Back in 2014 I rescued some vintage bellydance magazines from a shop in New Orleans. Not only a glance back in history, what initially caught my eye were articles on Ruth St. Denis (one of my idols) and North African dances. The following summer, I was gifted a bunch more vintage bellydance publications, several of them coming from the city I now live in. Between the two hauls, the majority of issues spanned the 70's through the 80's.
As I sat down to enjoy them, my eye was drawn away from the prize articles and delicious photos to editorials and articles discussing the state of the dance. Issue after issue, dancers voiced their opinions about quality of dancers, whose style was more authentic, what was appropriate costuming, who could dance to what music, where was the line between fusion and authenticity, undercutting, 6 week wonders, double-scheduling, lack of professionalism, etc. With no punches pulled and lacking the art of critique, dancers ripped apart each other, rival events, and so forth.

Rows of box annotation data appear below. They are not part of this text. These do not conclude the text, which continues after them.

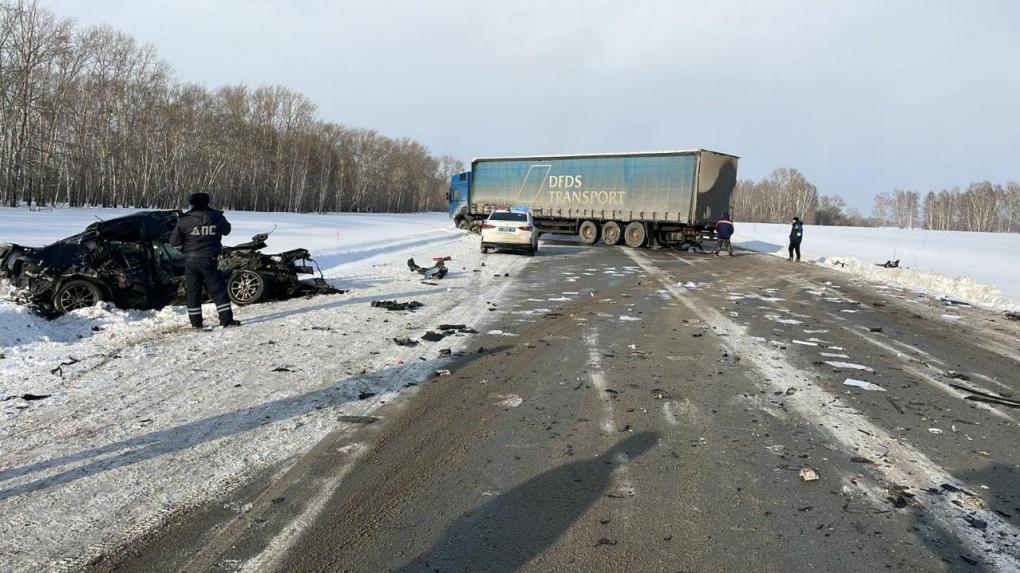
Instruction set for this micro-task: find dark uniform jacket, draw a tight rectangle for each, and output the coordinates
[789,221,804,243]
[715,219,733,240]
[170,208,231,259]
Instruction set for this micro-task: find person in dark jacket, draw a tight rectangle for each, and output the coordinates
[789,217,804,262]
[170,193,241,328]
[714,213,734,257]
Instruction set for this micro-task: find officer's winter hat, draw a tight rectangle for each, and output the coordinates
[188,193,209,207]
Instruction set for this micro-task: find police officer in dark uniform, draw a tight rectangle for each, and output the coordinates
[170,193,241,328]
[789,217,804,262]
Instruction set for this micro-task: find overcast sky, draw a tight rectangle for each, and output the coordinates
[43,0,1020,210]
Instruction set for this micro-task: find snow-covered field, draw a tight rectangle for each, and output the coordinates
[0,209,528,572]
[0,208,1020,572]
[733,221,1020,310]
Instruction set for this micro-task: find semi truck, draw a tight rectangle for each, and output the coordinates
[447,149,738,247]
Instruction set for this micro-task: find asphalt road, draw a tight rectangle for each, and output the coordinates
[97,243,1020,572]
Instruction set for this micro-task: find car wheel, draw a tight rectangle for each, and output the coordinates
[226,270,265,306]
[53,280,105,313]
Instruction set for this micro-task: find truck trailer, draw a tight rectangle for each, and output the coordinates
[447,149,738,247]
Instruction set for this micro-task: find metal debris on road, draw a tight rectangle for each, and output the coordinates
[371,301,425,311]
[843,378,885,392]
[337,416,378,424]
[800,468,818,481]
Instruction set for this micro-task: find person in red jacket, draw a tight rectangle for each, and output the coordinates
[713,213,735,257]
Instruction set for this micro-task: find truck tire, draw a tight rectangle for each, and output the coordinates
[53,279,106,314]
[623,221,646,247]
[602,221,623,245]
[577,221,599,245]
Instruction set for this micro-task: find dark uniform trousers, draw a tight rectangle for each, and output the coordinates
[185,258,234,327]
[789,239,801,260]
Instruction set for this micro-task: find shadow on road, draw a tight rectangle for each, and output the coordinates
[0,347,502,502]
[397,432,659,573]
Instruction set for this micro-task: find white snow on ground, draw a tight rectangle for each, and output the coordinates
[733,221,1020,310]
[0,209,529,573]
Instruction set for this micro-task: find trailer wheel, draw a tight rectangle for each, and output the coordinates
[577,221,599,245]
[602,221,623,245]
[623,221,646,247]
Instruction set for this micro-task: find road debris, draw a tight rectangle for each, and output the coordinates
[371,301,425,311]
[843,378,885,392]
[824,360,874,372]
[421,330,447,343]
[885,396,906,414]
[407,257,453,282]
[949,382,1020,408]
[884,485,917,510]
[337,416,378,424]
[3,393,53,402]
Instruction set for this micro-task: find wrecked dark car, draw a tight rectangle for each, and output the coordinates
[0,211,340,316]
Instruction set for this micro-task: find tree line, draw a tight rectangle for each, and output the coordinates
[872,181,1020,232]
[0,0,463,212]
[730,167,867,225]
[730,167,1020,232]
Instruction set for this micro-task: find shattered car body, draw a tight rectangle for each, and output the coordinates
[0,211,339,316]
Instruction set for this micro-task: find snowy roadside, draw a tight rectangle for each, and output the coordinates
[0,213,528,571]
[733,222,1020,311]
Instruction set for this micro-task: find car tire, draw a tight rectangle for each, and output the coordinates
[623,221,647,247]
[602,221,623,245]
[577,221,599,245]
[226,270,267,306]
[53,279,106,314]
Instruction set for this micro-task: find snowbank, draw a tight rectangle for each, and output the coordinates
[0,209,529,573]
[733,222,1020,310]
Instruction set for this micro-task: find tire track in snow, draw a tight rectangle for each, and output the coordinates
[627,250,1020,572]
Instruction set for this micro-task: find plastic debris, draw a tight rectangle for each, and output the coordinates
[801,468,818,481]
[843,378,885,392]
[371,301,425,311]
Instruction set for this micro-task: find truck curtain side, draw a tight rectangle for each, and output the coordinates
[449,150,737,247]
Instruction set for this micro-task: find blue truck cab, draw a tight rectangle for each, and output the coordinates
[447,171,471,228]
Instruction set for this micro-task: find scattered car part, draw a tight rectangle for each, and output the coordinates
[407,257,453,282]
[0,211,341,317]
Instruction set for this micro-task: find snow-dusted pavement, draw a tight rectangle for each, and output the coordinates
[0,209,527,571]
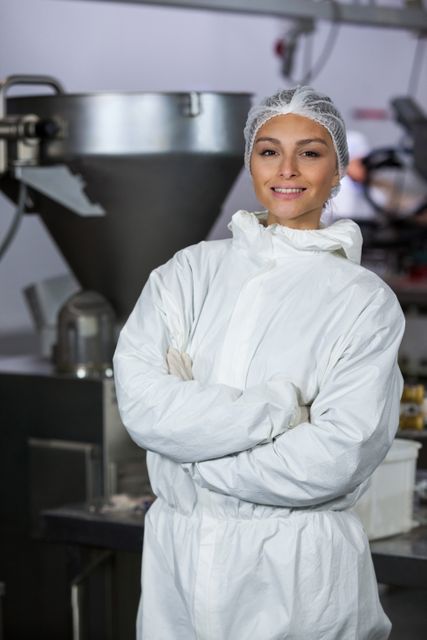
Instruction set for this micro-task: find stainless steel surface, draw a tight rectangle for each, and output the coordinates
[0,86,250,321]
[61,0,427,32]
[56,291,116,378]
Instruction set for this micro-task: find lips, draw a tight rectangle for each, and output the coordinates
[271,187,305,194]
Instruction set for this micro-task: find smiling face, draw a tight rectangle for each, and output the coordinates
[251,113,339,229]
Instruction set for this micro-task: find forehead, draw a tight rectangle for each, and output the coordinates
[255,113,333,145]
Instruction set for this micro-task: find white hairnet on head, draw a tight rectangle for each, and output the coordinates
[244,87,348,186]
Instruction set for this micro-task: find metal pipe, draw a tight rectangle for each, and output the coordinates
[57,0,427,33]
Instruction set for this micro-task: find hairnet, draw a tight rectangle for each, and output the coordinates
[244,87,348,177]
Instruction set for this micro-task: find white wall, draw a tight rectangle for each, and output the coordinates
[0,0,427,333]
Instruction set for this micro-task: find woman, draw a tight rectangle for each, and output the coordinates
[114,87,404,640]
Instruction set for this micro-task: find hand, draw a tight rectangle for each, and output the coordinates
[166,347,194,380]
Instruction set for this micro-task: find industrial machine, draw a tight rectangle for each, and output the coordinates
[0,76,250,640]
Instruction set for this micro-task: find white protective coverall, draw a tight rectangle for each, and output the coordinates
[114,211,404,640]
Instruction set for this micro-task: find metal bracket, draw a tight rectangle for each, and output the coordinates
[14,164,105,216]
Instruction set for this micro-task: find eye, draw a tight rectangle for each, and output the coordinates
[259,149,277,158]
[302,149,320,158]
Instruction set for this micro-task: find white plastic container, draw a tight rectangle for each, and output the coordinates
[354,439,421,540]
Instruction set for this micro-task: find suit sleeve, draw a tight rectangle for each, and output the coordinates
[187,288,404,508]
[114,252,303,463]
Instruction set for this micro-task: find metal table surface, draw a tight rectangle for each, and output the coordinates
[41,503,427,588]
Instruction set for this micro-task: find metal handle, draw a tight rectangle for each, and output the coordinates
[0,75,65,175]
[0,75,65,118]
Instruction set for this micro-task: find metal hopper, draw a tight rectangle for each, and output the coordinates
[0,76,250,320]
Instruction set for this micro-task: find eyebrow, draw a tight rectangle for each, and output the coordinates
[255,136,328,147]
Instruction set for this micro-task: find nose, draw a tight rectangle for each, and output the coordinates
[279,156,299,179]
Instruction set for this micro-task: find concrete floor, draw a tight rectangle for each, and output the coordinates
[379,585,427,640]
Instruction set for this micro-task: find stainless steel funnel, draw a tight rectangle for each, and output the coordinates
[0,82,250,320]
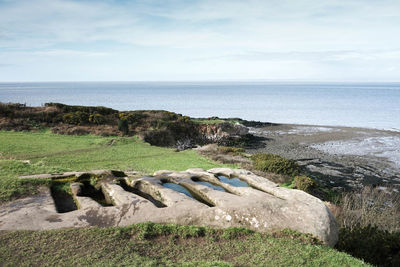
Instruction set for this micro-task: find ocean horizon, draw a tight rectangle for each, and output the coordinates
[0,81,400,131]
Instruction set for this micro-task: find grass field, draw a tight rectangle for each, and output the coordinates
[0,223,368,266]
[0,131,233,203]
[0,131,372,266]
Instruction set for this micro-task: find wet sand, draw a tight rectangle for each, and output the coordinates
[247,124,400,191]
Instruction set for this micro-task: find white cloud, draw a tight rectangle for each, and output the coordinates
[0,0,400,80]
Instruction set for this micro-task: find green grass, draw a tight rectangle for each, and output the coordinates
[0,223,368,266]
[0,131,234,203]
[191,118,239,124]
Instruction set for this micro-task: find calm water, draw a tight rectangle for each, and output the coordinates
[0,82,400,129]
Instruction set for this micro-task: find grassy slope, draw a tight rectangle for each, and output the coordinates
[0,131,370,266]
[0,223,367,266]
[0,131,233,203]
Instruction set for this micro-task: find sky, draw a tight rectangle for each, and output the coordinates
[0,0,400,82]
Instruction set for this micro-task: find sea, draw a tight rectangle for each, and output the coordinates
[0,81,400,131]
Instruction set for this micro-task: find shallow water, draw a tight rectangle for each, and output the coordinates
[196,181,226,192]
[218,176,249,187]
[163,183,194,198]
[0,82,400,129]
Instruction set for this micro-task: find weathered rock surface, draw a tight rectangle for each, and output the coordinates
[0,168,338,246]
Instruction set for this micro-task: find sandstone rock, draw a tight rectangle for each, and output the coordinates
[0,168,338,246]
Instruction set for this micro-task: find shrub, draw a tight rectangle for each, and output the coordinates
[251,153,299,176]
[118,119,129,134]
[336,226,400,266]
[294,175,316,192]
[218,146,245,154]
[143,130,176,146]
[89,113,106,125]
[335,186,400,232]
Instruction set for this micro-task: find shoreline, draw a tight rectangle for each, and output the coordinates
[247,124,400,191]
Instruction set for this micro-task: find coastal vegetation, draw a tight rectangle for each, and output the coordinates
[0,130,233,203]
[0,223,369,266]
[0,103,400,266]
[251,153,299,177]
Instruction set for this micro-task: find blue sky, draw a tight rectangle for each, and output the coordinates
[0,0,400,81]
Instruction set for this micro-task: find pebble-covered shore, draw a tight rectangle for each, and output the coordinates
[247,124,400,191]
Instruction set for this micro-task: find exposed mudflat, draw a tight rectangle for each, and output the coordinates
[247,124,400,191]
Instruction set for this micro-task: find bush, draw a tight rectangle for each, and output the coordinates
[335,186,400,232]
[336,226,400,266]
[143,130,176,146]
[218,146,245,154]
[118,119,129,134]
[89,113,106,125]
[294,175,316,192]
[251,153,299,176]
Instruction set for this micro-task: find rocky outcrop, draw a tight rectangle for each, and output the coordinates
[4,168,338,246]
[199,122,249,142]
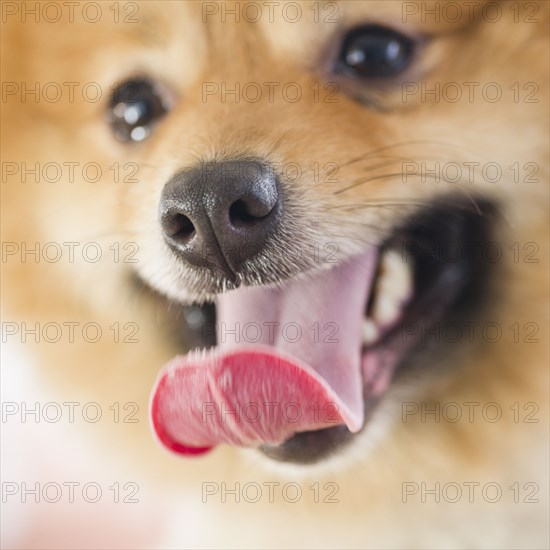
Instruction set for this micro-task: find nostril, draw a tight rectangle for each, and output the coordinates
[169,214,195,243]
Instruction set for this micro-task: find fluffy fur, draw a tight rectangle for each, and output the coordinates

Rather than being inspired by history, my heart sank. I flipped close the magazine in my hands and looked at the date on the cover. 1978. I said to myself, "these people have been arguing about the same old shit for as long as I have been alive." I remember many stories from my dance mentors, so it's not like this was a new revelation for me. But seeing it in print, page after page...it sucked at my soul.
All that time, and seemingly so little progress on these issues.
I could go into extensive detail about how these arguments have continued to play out for the entire time I have been involved in dance. How many times the community has essentially set fire to itself in that timeframe - in ALL of its factions, regardless of what label you want to use. But I'm tired of/from hashing it out again and again. Of lip service and no action.
In early 2015, I talked about the decline of the dance community population. Throughout the last two years, I wrote about issues and solving problems, from fostering innovation and expanding community to tackling cultural appropriation and considering why we dance. And so much more, even if it cooled down to about a post a month.
And here's the thing, I didn't just write about these things. I did them. Everything I write about, I practice. In my classes and workshops, at events, in what I produce and bring to the stage. And I'm going to continue doing that, even if I'm not writing about it. I know it works, and see the growth.
Y'all can argue about labels and styles all you want, but it's basically arguing about what the gravestone should read and who gets to carve it, all the while kicking the body into the casket. There are bad representations of the dance in EVERY style, and no amount of labeling is going to fix that internally or externally. Yes, there's plenty of stuff labeled as bellydance that makes me want to tear my hair out, but that doesn't change what *I* can do.
It all doesn't matter if there's not a new generation of younger dancers coming in. If we're not fostering an inclusive, positive environment for people to come to. The hilarity of the young vs. old bitch-off is the "young" dancers are mainly now in their late 30's-40's, so perceptions need to drop on all sides and reality needs to set in. Another divide the drama sinks into, when there are real things to consider.
So if you're interested in growing the dance and building community, here's the bullet list I recommend for doing it:
-To get more interest and classes growing, there needs to be outreach and interest for a younger generation, as well as reaching out more to the general public - a larger, more diverse demographic. Dancers for dancers is lovely, but it doesn't grow the dance. Promote outside the dance box, and be welcoming to all ages, sizes, genders, cultures.
- ALL areas of the dance need to address the sticky topic of cultural appropriation vs. appreciation. It's not going away, and it can be handled with grace on all sides. Tradition has always held hands with innovation, both can be encouraged and positive for each other.
- ALL teachers of the dance need to address history and culture, connect movement with music, promote professional ethics, behavior, and give constructive feedback. Even in a "for fun" class, students can be exposed to the cultures the dance comes from, see both tradition and innovation, be introduced to building community, and professional standards.
- Practice collaboration vs. competition. Foster positive and open communication in your town/city/state/country. Separation doesn't help, working together with mutual respect does. Nobody wins playing shark in a empty fish tank.
My (hopefully) last words on all of this: I don't think we're going to be able to build a bigger community in the next few years to come, but I do believe we can each build a better one where we dance.
And final words by Billy Joel: "We were keeping the faith. Yeah, yeah, yeah, yeah. Keeping the faith. You know the good ole days weren't always good. And tomorrow ain't as bad as it seems."